One of the core components of his argument is because technical topics like “wasted CPU cycles and their effect on battery life and “the costs of (effectively) Universal binaries” can be difficult to explain to end-users, this, in-part, is why back-end-engineers remain invisible.

To these things, I can only say: “come here and give us a hug! No, no… group-hug!”

In many organizations, those performing fundamental engineering support functions—QA, release engineering, and DevOps/TechOps—know exactly this feeling, and struggle every day to make sure what they do is visible without it being in such a manner that is associated with a disaster2.

The real trick is to find a way to not only make the case that these functions, which I fully agree support engineering, are critical and important in their own regard, but to try to find a way to make the fundamentals of what many of us do day-in and day-out more understandable, relatable, and heck… interesting.

I’m sure no one cares about gmake peculiarities, but “speeding the build up by 30%? Yes plz!
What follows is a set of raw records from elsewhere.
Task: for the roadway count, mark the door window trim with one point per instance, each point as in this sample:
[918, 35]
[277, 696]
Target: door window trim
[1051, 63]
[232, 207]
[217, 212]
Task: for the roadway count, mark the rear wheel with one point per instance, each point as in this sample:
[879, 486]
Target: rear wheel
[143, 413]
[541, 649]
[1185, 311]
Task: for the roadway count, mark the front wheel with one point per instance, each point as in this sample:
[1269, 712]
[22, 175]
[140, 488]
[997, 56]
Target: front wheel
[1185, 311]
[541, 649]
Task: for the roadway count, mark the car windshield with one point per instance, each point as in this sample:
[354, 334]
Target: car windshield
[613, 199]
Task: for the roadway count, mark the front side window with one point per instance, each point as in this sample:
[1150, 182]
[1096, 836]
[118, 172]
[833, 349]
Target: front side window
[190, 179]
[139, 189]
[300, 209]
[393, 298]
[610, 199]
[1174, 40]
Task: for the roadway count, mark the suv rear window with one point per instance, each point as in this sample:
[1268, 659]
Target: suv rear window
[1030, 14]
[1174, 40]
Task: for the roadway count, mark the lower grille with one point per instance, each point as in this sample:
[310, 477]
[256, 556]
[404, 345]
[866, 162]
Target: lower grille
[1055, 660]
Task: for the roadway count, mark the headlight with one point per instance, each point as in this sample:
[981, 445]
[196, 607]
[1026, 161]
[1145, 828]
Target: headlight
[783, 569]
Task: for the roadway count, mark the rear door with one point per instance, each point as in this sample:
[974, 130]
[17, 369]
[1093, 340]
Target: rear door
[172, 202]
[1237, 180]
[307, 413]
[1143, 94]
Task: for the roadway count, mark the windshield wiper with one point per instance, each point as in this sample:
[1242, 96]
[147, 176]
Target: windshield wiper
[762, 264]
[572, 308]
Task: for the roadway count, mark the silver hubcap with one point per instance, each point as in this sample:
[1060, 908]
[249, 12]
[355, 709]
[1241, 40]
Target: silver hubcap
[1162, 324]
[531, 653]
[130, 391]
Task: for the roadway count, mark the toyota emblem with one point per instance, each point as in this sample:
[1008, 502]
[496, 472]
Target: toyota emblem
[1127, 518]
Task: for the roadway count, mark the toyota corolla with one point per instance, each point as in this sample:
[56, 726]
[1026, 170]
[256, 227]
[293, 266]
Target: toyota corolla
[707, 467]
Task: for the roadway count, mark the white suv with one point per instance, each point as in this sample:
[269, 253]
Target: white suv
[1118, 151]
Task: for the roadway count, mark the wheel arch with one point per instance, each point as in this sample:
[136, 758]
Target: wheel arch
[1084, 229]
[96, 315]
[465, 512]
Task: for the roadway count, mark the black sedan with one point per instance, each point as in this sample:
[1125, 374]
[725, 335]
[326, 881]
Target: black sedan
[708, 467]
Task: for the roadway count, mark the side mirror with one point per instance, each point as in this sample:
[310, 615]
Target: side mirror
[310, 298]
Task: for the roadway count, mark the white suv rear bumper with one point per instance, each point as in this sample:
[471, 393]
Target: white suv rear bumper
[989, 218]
And everyone loves to bad-mouth capital-P process, but that’s what turns that twenty-step ThingTM involving four-people stepping on each other editing the same wiki page into a self-serve, two-step process3.

Build/Release, QA, and DevOps Engineers have stories from their every day they could tell you about these sorts of things. All they need is someone to listen4.

And to our newest generation of “unsung-heroes”: you’re always welcome at our Unsung Heroes Anonymous meetings.

The coffee’s free.

And the cookies usually aren’t too bad.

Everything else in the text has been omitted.